14. One or more non-transitory, computer-readable storage media, storing program instructions that when executed on or across one or more computing devices cause the one or more computing devices to implement:

receiving audio data for generating a transcription;

generating a first version of a transcript for speech in a portion of the audio data according to a machine learning model trained to recognize the speech in the portion of the audio data;

detecting a section type for the portion of the audio data according to an evaluation of the first version of the transcript;

generating a second version of the transcript for speech in the portion of the audio data according to the section type, wherein the section type causes the generating the second version of the transcript to bias speech recognition in favor of a first speaker in the portion of the audio data over a second speaker in the portion of the audio data; and

providing the second version of the transcript for speech in the portion of the audio data.

15. The one or more non-transitory, computer-readable storage media of claim 14, wherein the section type is provided along with the second version of the transcript to a system that performs a downstream natural language processing task.

16. The one or more non-transitory, computer-readable storage media of claim 14, wherein the audio data is received as part of a batch of audio files for generating respective transcriptions for individual ones of the audio files in the batch.
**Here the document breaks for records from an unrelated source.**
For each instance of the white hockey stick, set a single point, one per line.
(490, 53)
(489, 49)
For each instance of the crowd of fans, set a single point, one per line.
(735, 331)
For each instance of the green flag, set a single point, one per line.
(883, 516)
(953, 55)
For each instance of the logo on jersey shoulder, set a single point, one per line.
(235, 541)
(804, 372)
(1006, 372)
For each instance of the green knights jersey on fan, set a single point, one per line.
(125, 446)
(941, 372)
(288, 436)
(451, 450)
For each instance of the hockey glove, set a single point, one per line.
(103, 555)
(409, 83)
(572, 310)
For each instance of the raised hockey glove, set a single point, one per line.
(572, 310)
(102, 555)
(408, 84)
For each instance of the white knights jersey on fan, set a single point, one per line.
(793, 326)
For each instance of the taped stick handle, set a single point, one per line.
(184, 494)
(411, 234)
17. The one or more non-transitory, computer-readable storage media of claim 14, wherein the second version of the transcript discards one or more sections of text spoken by the second speaker.

18. The one or more non-transitory, computer-readable storage media of claim 14, wherein, in generating the second version of the transcript for speech in the portion of the audio data according to the section type, the program instructions cause the one or more computing devices to implement rescoring one or more hypothetical transcriptions using the section type.

19. The one or more non-transitory, computer-readable storage media of claim 14, storing further program instructions that when executed, cause the one or more computing devices to further implement:

receiving further audio data;

generating a first version of a transcript for speech in the further audio data;

detecting a different section type for the further audio data according to an evaluation of the first version of the transcript for the further audio data;

generating a second version of the transcript for speech in the further audio data according to the different section type; and

providing the second version of the transcript for speech in the further audio data.

20. The one or more non-transitory, computer-readable storage media of claim 14, wherein the one or more computing devices are implemented as part of a medical audio summary service offered by a provider network, wherein then audio data is identified according to a request to summarize the audio data received via an interface of the medical audio summary service, and wherein the second version of the transcript is provided to an audio summarization task that generates a summary of the audio data.